The Nauru president who allowed Australia to reopen a controversial detention camp for asylum seekers on the tiny Pacific island has said that he made a “deal with the devil.”
In 2012, Sprent Dabwido gave then-Australian Prime Minister Julia Gillard the go-ahead for the facility, which Amnesty International later slammed as an “open-air prison.”
For years, the Australian government has sent asylum seekers who arrive in its waters by boat to offshore processing centers on Nauru and on Papua New Guinea’s Manus Island.
The detainees were told they would never be settled in Australia if they came by boat. Canberra says tough border protection policies are necessary to avoid deaths at sea at the hands of people smugglers.
But the offshore processing centers were highly controversial. Human rights groups criticized the poor living conditions and a high incidence of mental health problems among detainees.
Keeping asylum seekers on the island, which is home to under 10,000 people, for years without hope of getting to Australia had amounted to “torture,” Dabwido told The Project on Australia’s Network 10 on Wednesday.
“Nauru government should find a better way than living on these people’s blood,” he added.
Dabwido, who presided over Nauru from 2011 to 2013, made the frank comments in what he said would “most likely” be his last interview before succumbing to a battle with terminal cancer.
The former president is himself now seeking asylum in Australia, after clashing with the Nauru government over a political rally at the country’s parliament in 2015.
As Dabwido reflected on his time in office, he said his decision had “turned our country upside down.” “I thought I was doing the right thing,” he said.
Australia has spent almost $5 billion Australian ($3.6 billion) on offshore processing facilities on Nauru and Manus Island since 2012, broadcaster ABC reported last year.
That investment has boosted Nauru’s economy. In the 2013-14 financial year, income from visa fees alone tripled to around $18 million Australian ($13 million) compared with the previous year, ABC reported.

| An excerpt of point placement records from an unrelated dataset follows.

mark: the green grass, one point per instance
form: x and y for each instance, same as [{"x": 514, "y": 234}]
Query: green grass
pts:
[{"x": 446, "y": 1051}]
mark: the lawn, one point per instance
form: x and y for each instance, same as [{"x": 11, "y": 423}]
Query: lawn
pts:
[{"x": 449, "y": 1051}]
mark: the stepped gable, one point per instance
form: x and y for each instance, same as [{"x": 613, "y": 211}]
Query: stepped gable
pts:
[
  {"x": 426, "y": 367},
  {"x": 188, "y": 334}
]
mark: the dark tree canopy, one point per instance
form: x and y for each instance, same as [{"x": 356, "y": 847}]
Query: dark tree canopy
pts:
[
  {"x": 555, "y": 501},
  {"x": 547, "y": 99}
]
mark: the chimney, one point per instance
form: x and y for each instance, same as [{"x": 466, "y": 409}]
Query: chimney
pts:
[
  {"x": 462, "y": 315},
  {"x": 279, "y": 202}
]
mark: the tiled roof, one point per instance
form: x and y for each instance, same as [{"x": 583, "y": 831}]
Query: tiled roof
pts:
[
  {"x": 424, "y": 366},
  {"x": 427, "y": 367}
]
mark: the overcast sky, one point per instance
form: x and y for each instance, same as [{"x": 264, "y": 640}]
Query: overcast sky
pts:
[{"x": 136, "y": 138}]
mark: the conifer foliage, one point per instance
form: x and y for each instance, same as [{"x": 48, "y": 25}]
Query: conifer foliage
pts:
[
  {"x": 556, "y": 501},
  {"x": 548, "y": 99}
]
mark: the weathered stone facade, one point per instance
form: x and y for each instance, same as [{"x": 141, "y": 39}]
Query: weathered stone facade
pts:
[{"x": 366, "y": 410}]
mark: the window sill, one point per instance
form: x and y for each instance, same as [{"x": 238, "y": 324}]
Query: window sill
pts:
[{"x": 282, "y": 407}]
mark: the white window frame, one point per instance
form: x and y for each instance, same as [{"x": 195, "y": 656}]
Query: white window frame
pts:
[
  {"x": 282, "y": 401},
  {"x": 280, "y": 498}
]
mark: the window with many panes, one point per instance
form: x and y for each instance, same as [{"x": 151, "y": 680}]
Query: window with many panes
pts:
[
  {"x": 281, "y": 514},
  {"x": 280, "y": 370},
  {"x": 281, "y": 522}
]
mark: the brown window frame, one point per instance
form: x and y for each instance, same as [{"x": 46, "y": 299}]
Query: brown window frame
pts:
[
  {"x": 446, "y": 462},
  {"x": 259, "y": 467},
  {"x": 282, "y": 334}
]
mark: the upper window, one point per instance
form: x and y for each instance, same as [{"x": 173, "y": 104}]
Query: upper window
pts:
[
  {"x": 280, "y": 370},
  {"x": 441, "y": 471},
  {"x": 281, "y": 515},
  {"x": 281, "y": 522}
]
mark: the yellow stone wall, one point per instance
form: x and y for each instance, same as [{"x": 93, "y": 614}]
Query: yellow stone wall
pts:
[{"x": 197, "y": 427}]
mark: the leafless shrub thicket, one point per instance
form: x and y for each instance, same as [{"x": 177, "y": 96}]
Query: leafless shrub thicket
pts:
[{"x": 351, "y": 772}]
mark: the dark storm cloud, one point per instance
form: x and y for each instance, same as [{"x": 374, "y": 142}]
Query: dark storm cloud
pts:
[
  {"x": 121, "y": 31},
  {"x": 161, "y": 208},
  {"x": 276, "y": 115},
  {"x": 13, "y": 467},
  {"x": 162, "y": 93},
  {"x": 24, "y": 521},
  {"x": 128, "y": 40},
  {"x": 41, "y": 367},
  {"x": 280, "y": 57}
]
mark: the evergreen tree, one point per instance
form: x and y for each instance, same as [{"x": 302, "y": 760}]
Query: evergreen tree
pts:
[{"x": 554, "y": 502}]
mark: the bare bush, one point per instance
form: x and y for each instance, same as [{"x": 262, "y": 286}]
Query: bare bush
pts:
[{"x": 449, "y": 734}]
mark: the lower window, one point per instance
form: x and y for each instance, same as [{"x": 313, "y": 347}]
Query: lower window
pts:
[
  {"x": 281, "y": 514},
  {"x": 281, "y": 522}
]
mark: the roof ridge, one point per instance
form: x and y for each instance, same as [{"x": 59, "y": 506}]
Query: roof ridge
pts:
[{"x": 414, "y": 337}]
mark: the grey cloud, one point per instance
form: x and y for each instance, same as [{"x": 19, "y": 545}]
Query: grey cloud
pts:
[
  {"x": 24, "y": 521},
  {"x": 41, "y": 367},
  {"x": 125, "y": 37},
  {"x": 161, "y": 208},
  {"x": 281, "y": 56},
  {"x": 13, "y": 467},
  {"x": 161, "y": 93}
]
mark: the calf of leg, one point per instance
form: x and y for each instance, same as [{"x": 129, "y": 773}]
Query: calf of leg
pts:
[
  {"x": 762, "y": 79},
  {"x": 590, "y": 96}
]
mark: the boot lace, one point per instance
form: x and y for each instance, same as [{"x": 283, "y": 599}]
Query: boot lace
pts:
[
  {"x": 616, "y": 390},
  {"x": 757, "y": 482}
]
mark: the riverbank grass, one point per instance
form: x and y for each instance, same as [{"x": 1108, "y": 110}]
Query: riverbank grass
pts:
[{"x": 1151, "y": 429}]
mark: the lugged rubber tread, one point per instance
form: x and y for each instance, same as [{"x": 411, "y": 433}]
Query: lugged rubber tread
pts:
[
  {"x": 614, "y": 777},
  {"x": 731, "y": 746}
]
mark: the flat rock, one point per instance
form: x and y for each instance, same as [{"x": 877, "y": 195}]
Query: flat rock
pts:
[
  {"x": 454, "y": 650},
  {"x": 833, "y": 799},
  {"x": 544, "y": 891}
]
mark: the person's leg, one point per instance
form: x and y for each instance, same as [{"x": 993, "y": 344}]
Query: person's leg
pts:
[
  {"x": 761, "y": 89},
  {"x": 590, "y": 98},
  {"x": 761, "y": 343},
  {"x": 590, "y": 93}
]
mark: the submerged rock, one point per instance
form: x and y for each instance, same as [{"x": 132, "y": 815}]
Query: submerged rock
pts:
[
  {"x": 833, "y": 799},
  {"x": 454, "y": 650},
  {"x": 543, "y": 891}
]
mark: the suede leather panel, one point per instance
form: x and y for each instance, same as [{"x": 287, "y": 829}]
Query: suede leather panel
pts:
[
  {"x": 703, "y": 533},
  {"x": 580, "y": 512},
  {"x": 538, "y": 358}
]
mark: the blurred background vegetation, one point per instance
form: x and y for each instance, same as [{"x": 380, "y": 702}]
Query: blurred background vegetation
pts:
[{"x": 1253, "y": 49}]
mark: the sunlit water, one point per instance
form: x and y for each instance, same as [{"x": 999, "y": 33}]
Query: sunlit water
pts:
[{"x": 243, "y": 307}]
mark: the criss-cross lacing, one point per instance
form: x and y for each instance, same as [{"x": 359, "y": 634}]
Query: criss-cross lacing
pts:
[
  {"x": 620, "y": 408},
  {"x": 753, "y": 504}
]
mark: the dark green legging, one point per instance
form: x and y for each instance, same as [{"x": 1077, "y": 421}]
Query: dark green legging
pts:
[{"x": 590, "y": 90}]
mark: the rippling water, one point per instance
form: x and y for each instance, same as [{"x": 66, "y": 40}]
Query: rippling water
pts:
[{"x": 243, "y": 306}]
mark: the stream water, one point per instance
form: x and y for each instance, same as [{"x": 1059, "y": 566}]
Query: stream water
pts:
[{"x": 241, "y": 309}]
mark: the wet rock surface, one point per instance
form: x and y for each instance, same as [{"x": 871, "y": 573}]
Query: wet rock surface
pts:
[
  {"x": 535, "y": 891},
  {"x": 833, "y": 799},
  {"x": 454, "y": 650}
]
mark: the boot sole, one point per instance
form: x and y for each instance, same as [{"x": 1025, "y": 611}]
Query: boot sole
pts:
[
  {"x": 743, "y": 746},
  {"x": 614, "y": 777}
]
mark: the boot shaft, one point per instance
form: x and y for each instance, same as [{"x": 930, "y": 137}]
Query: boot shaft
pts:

When asked by The Project reporter whether he felt he had “done a deal with the devil,” Dabwido replied that he didn’t believe so at the time. “Now, though, I think the deal on the table was done by the devil,” he said. “It is a deal with the devil.”‘
By the end of March 2019, all remaining refugees and asylum seekers had moved out of the Nauru Processing Center, according to the Australian government. The Refugee Council of Australia says around 350 refugees are living among the Nauru community.
An Australian government spokeswoman said regional processing arrangements had kept Australia’s borders secure.
“Refugees and non-refugees in Nauru live in the community, they are not detained,” the spokeswoman said in a statement. Health and welfare services are provided.
Every child asylum-seeker has been removed from Nauru, Australian Prime Minister Scott Morrison said in February.
But Katie Robertson, the legal director of Australia’s Human Rights Law Center, said Dabwido’s comments were a “damning indictment” of the policy.
“For six long years, refugees in Australia’s care on Nauru have been subjected to an unconscionably cruel and brutal regime of indefinite detention,” she said. “Over this time, we’ve seen a humanitarian crisis unfolding.”
At its peak in August 2014, the Nauru detention center housed over 1,200 asylum seekers, including 222 children and 114 women, according to Australian government data.
In October 2015, Nauru announced that asylum-seekers would no longer be detained at the center and would instead be free to move around the island.
Last year, a United Nations official described the mental health conditions of detainees on Nauru as “shocking,” noting serious issues including self-harm among children.
There were claims of rape at the detention center, including a 10-year-old boy in 2014. In 2016, a refugee died after setting himself on fire, and as recently as last year a 12-year-old boy was airlifted to Australia for medical treatment after refusing to eat for at least two weeks.
Many of the refugees have now been resettled in the United States thanks to a deal between former Australian Prime Minister Malcolm Turnbull and former US President Barack Obama.